A separate workshop at the Forum aimed to reach consensus on a plan to develop an internationally agreed minimal national data set that could be universally applied, to monitor status and changes in health care and health outcomes for people with low back pain. To understand what is currently being collected at a global national level, a scoping review of routinely collected national low back pain-specific indicators is underway.
The Lancet Low Back Pain Series outlined a way forward to address the increasing and costly effects of disabling low back pain. As a starting point, it garnered enormous media attention and continues to do so, but attention should now be directed towards engaging with consumers and patients, policy makers, clinicians, and researchers to identify and implement effective solutions. While effecting solutions will take time, measuring and benchmarking our progress in different countries will be crucial to these efforts.
Conflict of interest statement
R. Buchbinder is chief investigator or coinvestigator on multiple previous and current research grants from government agencies and charities in Australia and internationally. She has received travel expenses for speaking at conferences from the professional organisations hosting the conferences. She is an investigator on the SHaPED trial which received heat wraps at no cost from Flexeze. M. Underwood is chief investigator or coinvestigator on multiple previous and current research grants from the UK National Institute for Health Research, Arthritis Research UK, and is a coinvestigator on grants funded by the Australian NHMRC. He is an NIHR Senior Investigator. He has received travel expenses for speaking at conferences from the professional organisations hosting the conferences.
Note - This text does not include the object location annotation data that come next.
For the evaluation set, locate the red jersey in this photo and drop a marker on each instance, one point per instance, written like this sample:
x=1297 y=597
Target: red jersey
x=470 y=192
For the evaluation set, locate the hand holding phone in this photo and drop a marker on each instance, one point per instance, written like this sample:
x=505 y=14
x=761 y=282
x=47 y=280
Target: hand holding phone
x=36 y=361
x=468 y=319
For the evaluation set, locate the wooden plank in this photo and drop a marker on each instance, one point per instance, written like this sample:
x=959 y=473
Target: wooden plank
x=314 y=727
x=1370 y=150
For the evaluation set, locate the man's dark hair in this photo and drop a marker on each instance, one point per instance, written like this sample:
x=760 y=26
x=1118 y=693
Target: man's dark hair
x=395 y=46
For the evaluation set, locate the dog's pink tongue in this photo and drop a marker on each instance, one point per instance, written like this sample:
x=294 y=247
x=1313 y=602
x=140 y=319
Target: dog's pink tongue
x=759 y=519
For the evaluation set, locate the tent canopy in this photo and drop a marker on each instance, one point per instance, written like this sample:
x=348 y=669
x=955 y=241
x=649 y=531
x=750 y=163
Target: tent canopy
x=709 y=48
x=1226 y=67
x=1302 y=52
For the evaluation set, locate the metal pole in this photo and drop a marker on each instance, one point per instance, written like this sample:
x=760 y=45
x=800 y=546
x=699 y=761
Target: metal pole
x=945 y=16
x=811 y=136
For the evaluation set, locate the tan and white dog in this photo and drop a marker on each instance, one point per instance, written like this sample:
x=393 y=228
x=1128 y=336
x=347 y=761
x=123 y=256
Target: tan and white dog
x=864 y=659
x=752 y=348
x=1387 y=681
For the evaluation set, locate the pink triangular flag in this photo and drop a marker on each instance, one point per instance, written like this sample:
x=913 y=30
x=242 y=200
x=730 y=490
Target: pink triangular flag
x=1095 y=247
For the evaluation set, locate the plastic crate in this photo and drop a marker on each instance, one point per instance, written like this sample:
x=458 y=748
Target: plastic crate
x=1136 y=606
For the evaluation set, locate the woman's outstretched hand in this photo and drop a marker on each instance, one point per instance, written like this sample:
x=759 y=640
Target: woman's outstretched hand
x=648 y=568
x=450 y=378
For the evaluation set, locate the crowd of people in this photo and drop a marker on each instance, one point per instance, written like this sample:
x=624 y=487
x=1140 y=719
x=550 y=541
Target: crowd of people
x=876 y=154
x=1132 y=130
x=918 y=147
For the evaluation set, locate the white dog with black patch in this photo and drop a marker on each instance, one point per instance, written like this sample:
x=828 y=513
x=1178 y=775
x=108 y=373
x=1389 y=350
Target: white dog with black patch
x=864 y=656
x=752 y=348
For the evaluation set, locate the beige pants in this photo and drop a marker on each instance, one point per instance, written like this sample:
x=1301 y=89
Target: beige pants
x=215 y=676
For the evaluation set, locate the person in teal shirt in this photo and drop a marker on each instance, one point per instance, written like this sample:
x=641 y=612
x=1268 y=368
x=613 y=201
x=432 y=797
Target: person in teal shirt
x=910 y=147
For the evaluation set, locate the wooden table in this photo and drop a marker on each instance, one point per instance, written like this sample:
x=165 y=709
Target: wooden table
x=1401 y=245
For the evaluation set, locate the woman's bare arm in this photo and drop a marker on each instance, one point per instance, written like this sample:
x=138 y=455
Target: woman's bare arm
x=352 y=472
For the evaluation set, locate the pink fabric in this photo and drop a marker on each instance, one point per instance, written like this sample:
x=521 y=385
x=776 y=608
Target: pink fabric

He is a director and shareholder of Clinvivo Ltd that provides electronic data collection for health services research. He is part of an academic partnership with Serco Ltd, funded by the European Social Fund, related to return to work initiatives. He is a coinvestigator on 2 NIHR-funded studies receiving support in kind from Stryker Ltd. He has accepted honoraria for teaching/lecturing from consortium for advanced research training in Africa. Until March 2020, he was an editor of the NIHR journal series, and a member of the NIHR Journal Editors Group, for which he received a fee. J. Hartvigsen is chief investigator or coinvestigator on multiple previous and current research grants from government research agencies and charities in Denmark and internationally. His travel expenses have been covered when he has been invited speaker at conferences and he has received honoraria for talks, reviewing of grants and theses. C. Maher is chief investigator or coinvestigator on multiple previous and current research grants from government agencies and charities in Australia and internationally. He has received travel expenses for speaking at conferences from the professional organisations hosting the conferences. He is an investigator on the SHaPED trial which received heat wraps at no cost from Flexeze.
R. Buchbinder is funded by an Australian National Health and Medical Research (NHMRC) Senior Principal Research Fellowship. C. Maher is funded by an NHMRC Senior Research Fellowship.